Introduction to plant stresses (Lecture 24)
Brief Introduction to Plant Stress Physiology
*Contains
◇ Types of stresses in plants
◇ Stress factors
◇ Types of resistance
◇ Adaptation vs Acclimation
◇ Stress responses
Primary stresses:
Drought, chilling, salinity, temperature, light etc
Secondary stresses (induced by primary stresses):
–Water stress induced by salinity/heat
-O2 stress induced by water logging
Adaptation versus Acclimation:
*Adaptation – are special features that allow a plant to live in a particular place or habitat.
These include
Ø modification of existing genes,
Ø gain/loss of genes.
- e.g., thermo-stable enzymes in organisms that tolerate high temperature
*Acclimation – inducible responses that enable an organism to tolerate an unfavorable or lethal change in their environment.

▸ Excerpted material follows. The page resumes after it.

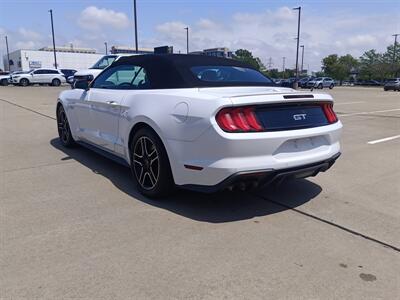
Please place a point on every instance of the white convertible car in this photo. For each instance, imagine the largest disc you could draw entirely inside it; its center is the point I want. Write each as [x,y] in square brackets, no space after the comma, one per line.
[199,122]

- e.g., heat shock response
Types of Resistance:
# Resistance :The adaptability of plants to adverse environment
◇Stress avoidance ◇ Stress tolerance
- stress avoidance (protective)
In the whole growth process plant does not meet with the face of adversity
- stress tolerance
Plant has a capacity of environmental stress defense, and a variety of physiological processes remain normal
Plants respond to stresses as individual cells and as whole organisms – stress induced signals can be transmitted throughout the plant, making other parts more ready to withstand the stress..

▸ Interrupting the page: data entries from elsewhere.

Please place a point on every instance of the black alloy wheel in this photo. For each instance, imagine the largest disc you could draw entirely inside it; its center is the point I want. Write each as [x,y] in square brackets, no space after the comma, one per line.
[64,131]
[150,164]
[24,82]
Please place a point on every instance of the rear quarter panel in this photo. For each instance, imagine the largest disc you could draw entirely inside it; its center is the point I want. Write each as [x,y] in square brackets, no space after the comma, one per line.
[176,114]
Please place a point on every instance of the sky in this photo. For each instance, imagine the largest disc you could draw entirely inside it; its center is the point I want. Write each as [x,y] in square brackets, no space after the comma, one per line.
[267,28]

Most organisms are adapted to environmental temperature:
1.Psychrophiles (< 20 °C)
2.Mesophiles (~ 20-35 °C)
3.Thermophiles ( ~35-70 °C)
4.Hyperthermophiles (70-110 °C)
Groups 1,3 & 4 are “Extremophiles”
But can also acclimate to “extreme” shifts, if they are not permanent, and not too extreme.
Two well studied acclimation responses are:
- the Heat Shock response
- Cold acclimation
Heat Stress (or Heat Shock) Response:
*Induced by temperatures ~10-15oC above normal
* Dramatic change in pattern of protein synthesis
- induction (increase) of HSPs
- most HSPs are chaperones (chaperonins) that promote protein re-folding & stability
Thermotolerant growth of soybean seedlings following a heat shock.
Cold Acclimation (CA) involves:
*Increased accumulation of small solutes
- retain water & stabilize proteins
- e.g., proline, glycine betaine, trehalose
*Altered membrane lipids, to lower gelling temp.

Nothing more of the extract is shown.